La situazione complessiva sta aumentando il profondo scontento nei confronti della politica interna. Non solo sono scoppiate nuove proteste dopo l’ammissione di responsabilità dell’abbattimento dell’aereo dell’Ukrainian Airlines, ma durante le elezioni parlamentari l’affluenza è arrivata ai minimi storici. “In questo contesto – spiega l’analisi -, l’inedita crisi sanitaria potrebbe acuire questo risentimento e trasformare la disaffezione politica in un più netto fattore di criticità per la stabilità politica interna”.
In Iran, dunque, l’emergenza sanitaria rischia di trasformarsi in una crisi di sicurezza. Ed è per questo che Khamenei ha scelto di coinvolgere i militari nelle azioni del Comitato Nazionale per la lotta al Coronavirus, affidando al capo di stato Maggiore della Difesa, generale Mohammad Bagueri, il coordinamento delle Forze Armate. In questo senso saranno mobilitati agenti delle forze militari, specialmente del corpo dei Pasdaran, più 100.000 Basij, la milizia paramilitare per l’ordine sociale. Il CeSI sostiene che il ruolo dei Pasdaran in questa crisi risponde “alla volontà della Guida Suprema non solo di incrementare la risposta delle autorità all’emergenza, ma soprattutto di affidare alle Guardie della Rivoluzione un compito tanto delicato quanto gestire in prima battuta la reazione della popolazione all’il sistema stesso della Repubblica Islamica, emergenza”. Il successo di questo compito potrebbe avere risvolti importanti nelle dinamiche interne in Iran.

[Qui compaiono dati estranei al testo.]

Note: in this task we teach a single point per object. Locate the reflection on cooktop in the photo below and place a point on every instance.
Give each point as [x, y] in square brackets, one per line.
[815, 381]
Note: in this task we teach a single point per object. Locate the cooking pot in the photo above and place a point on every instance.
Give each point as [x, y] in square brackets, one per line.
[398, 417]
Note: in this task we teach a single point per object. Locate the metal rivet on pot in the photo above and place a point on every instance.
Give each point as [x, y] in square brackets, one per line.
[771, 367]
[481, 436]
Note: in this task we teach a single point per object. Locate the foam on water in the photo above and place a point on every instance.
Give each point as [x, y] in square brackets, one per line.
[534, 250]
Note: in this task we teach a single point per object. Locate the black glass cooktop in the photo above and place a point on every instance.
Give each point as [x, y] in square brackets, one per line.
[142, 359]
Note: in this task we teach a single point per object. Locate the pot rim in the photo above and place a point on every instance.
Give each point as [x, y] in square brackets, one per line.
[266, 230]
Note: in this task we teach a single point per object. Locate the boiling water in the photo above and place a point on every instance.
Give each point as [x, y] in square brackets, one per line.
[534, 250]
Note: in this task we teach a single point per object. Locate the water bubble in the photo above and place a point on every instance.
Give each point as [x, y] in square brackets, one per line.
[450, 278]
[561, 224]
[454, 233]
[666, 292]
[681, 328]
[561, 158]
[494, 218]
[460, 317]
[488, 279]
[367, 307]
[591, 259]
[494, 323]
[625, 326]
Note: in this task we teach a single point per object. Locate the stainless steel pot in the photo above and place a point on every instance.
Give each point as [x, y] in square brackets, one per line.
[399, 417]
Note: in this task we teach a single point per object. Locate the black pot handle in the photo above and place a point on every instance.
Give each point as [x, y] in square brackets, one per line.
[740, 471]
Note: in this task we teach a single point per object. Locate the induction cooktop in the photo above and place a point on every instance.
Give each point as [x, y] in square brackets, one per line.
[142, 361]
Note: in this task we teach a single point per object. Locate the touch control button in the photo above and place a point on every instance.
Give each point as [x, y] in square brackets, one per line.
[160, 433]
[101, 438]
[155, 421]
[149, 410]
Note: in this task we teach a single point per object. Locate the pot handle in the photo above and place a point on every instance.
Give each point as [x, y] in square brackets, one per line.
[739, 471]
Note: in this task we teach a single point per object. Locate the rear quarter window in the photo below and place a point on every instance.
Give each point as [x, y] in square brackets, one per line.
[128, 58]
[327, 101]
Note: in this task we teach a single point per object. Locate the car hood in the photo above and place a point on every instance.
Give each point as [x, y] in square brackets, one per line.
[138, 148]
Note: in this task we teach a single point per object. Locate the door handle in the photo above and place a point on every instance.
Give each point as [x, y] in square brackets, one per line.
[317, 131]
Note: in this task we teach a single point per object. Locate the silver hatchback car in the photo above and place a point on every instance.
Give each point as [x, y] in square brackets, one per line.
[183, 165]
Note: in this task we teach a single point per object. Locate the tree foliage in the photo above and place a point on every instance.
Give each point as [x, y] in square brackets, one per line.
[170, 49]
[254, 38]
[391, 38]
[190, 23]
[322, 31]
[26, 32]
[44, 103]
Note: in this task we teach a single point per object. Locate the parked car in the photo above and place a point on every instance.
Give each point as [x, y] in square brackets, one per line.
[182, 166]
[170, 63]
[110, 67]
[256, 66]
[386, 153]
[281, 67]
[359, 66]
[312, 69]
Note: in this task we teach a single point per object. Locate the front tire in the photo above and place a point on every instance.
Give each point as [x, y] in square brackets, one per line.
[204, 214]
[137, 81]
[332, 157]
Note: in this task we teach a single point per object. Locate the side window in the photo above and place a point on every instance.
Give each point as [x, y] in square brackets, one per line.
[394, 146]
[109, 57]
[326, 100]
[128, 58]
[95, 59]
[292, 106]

“Per lo schieramento dei pragmatisti e riformisti di Rouhani – prosegue il report – la dubbia risposta all’emergenza potrebbe rappresentare lo svanire di un’ultima spiaggia nel tentativo di recuperare almeno parte del capitale politico perduto dalla coalizione che, con le ultime parlamentari, era scesa dal 41,7% al 6,9% dei consensi. Per l’eterogeneo fronte conservatore, l’epidemia potrebbe, invece, essere lo scenario chiave per delineare una più chiara gerarchia burocratica interna”.
Nuovi equilibri che saranno decisivi per l’appuntamento elettorale dell’anno prossimo, le elezioni presidenziali del 2020: “Il peso economico e sanitario della crisi sembra destinato a lasciare un segno che potrebbe avere ancora strascichi nel corso dei prossimi dodici mesi e che potrebbe trasformare, o fare evolvere, le rivendicazioni politiche e sociali avanzate dalla popolazione”. Con nuovi candidati e una nuova agenda politica.